If the AI scores the contribution at 80 or above, the agent assumes financial agency. It signs a transaction using Ethers.js to a custom Vault Smart Contract on Base Sepolia, instantly disbursing the crypto bounty to the developer. Finally, it logs the cryptographic proof to an edge database and posts the TxHash directly back into the GitLab thread. Code goes in, money comes out.

How we built it

The architecture is split into three highly specialized, decoupled layers:

The Brain (Node.js/Express on Render): A 24/7 webhook listener that acts as the core orchestrator. It handles GitLab API data extraction and forces the DeepSeek AI to return strict JSON formats for programmatic decision-making.

The Vault (Solidity on Base Sepolia): A smart contract designed specifically for automated bounty disbursement, securing funds and verifying that only the authorized AI Agent can trigger payouts.

The Ledger (Next.js on Vercel + Turso): A real-time transparency dashboard.

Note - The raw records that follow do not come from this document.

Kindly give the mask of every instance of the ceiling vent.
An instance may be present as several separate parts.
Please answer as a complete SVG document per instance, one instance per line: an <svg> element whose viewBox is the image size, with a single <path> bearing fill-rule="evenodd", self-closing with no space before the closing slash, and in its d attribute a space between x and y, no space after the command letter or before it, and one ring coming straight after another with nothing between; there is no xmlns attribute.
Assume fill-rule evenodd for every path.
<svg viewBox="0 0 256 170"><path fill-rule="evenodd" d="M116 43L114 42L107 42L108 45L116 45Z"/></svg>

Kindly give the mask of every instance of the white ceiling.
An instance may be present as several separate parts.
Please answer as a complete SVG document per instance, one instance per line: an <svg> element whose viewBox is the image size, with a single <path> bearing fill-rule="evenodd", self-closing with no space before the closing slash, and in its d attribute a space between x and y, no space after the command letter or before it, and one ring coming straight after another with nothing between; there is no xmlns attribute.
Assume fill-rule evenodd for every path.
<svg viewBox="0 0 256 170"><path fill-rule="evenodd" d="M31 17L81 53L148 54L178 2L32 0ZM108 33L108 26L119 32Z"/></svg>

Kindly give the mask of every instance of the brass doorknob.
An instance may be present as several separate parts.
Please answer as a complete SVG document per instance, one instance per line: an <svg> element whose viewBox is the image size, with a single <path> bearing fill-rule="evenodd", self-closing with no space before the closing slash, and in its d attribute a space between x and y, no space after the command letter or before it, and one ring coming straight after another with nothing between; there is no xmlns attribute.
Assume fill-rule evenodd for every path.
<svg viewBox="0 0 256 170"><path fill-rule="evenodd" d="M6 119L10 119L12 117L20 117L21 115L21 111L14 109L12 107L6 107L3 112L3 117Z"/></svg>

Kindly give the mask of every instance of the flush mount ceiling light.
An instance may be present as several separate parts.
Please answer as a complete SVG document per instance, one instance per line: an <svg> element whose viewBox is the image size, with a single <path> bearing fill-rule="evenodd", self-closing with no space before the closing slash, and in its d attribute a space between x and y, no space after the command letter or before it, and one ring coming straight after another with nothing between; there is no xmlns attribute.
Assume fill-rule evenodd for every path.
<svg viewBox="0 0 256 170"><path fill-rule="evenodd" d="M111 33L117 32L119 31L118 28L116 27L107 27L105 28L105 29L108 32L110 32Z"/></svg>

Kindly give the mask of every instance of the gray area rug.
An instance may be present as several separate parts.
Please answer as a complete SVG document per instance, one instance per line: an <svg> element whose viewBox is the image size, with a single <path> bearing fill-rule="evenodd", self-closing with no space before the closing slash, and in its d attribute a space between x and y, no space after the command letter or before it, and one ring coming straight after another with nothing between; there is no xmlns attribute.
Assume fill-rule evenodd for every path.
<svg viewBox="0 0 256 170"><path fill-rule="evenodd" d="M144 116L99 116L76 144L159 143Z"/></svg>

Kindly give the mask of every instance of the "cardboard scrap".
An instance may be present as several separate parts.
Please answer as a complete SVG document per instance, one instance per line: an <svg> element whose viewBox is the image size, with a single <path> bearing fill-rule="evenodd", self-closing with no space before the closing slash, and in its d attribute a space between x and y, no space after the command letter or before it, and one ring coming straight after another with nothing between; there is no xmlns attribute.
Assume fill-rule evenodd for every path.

It aggressively polls our LibSQL (Turso) edge database to display successful payouts and immutable TxHashes to the public, proving the agent's work without requiring a complex backend state.

Challenges we ran into

Bridging asynchronous Web2 AI evaluation with deterministic Web3 execution is dangerous. We had to enforce absolute strictness on the AI prompts to prevent hallucinated evaluations from crashing the transaction pipeline.

We also fought heavy architectural battles. Moving from ephemeral local storage to a robust Edge SQLite database (Turso) was critical to ensure our Open Ledger never lost a transaction record when the cloud server cycled. Synchronizing the state between the stateless webhook server and the Next.js frontend without locking the database required precise engineering.

Accomplishments that we're proud of

We built a true "Autonomous Agent." It is not just an LLM chatbot summarizing code; it has actual financial agency. Successfully executing a cross-domain pipeline: from a Git push, to an AI prompt, to a confirmed EVM smart contract transaction, without a single human click, is a massive engineering win.

What we learned

We learned the critical difference between a local script and a production-ready cloud architecture. Moving from a monolithic local setup to a distributed system forced us to think like systems architects. We learned how to secure smart contract execution against unauthorized callers and how to manage environment variables securely across multiple cloud platforms.

What's next for MergiFi

We will expand webhook support to GitHub, implement multi-signature requirements for massive enterprise bounties, and integrate fine-tuned models specifically trained for smart contract security auditing. The ultimate goal is for MergiFi to become the standard, trustless protocol for decentralized open-source funding.